Problem analyzing rod-slot 2-D Lorentz contraction paradox

1. Jul 8, 2014

nixed

I have encountered a difficulty which arises from my attempt to combine non collinear Lorentz transformations in analyzing the following problem:

A thin rod is cut from a metal plate leaving a slot of exactly the same size. The two are separated and set in motion thus: the rod lies along x and moves in the x direction with velocity Vx . The plate is oriented along x but at position -y, is set in motion along y direction with velocity Vy. The center of the slot and the center of the rod will coincide at time tc. Will the rod pass through the slot? Consider the point of view of an observer on the ground G, and one on the rod R, and one on the plate P.

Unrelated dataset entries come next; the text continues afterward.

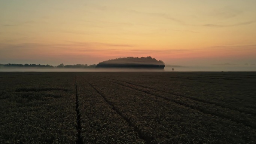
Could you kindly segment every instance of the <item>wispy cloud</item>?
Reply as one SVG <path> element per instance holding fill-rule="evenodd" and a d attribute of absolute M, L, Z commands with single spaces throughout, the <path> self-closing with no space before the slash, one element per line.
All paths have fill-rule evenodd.
<path fill-rule="evenodd" d="M 213 65 L 237 65 L 237 64 L 230 64 L 230 63 L 225 63 L 225 64 L 213 64 Z"/>
<path fill-rule="evenodd" d="M 15 26 L 18 26 L 19 25 L 11 25 L 11 24 L 4 24 L 4 25 L 3 25 L 2 26 L 3 27 L 15 27 Z"/>
<path fill-rule="evenodd" d="M 256 49 L 256 45 L 227 45 L 222 46 L 215 46 L 204 48 L 205 48 L 217 49 L 230 49 L 233 51 L 243 51 L 245 49 Z"/>
<path fill-rule="evenodd" d="M 255 21 L 249 21 L 246 22 L 241 22 L 237 24 L 229 24 L 229 25 L 222 25 L 222 24 L 205 24 L 201 26 L 208 27 L 231 27 L 234 26 L 237 26 L 240 25 L 247 25 L 251 24 L 254 23 L 255 22 Z"/>
<path fill-rule="evenodd" d="M 227 19 L 238 16 L 243 12 L 240 10 L 225 7 L 216 9 L 208 14 L 210 16 L 214 16 L 221 19 Z"/>

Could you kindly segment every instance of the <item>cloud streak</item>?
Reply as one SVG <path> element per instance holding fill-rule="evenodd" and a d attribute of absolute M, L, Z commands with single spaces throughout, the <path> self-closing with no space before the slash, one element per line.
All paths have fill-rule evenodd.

The observers P and G both agree the rod should pass as it is Lorentz contracted so is smaller than the slot but the observer R will say the slot is contracted so how can the rod pass?

To resolve the apparent paradox I attempted to relate the space time coordinates of events in each frame as follows:

Coords of an event in G = (t, X, Y) = { Xi } .
Coords of same event in R = {Xir} = L(Vx). {Xi} ie a Lorentz boost in the direction of x by the rod’s speed. In this frame the rod is stationary and the plate moves with velocity components –Vx and Vy’= Vy . √( 1 – (Vx/c)2 ), so the correct relative velocity of the plate and rod are

Vr = Vx2 + Vy2 – (Vx2 )( Vy2)/c2 and the angle this makes to x axis is tan Θr = Vy’/Vx

Now comes the problem! To get the coordinates of the same event in frame P , so all the motion is carried by the rod, I could either perform the transformation from the rod’s frame by the relative velocity vector Vr relating the rod and the plate so

Coords of event in P = L (Vr) . {Xir} = L(Vr). L(Vx). {Xi}

Alternativley I could go from frame G by transforming along y by L(Vy) to give

Coords of event in P = L(Vy) . {Xi}

However these two methods give different results! Despite both methods leaving the plate stationary and the rod moving- so apparently the same physical situation.

i.e. L(Vr). L(Vx) is not equal to L(Vy). The second method gives the same magnitude to the relative velocity between rod and plate but a different angle of this velocity to the x axis (call it Θp) such that

tan Θp = tan Θr /√( 1- (Vr/c)2 )
So which of these two methods gives the correct relation of the coordinates of an event in frame P to that in Frame R and to G?

2. Jul 8, 2014

WannabeNewton

The second half of your post is almost incomprehensible to me because of your choice of notation and lack of LaTeX.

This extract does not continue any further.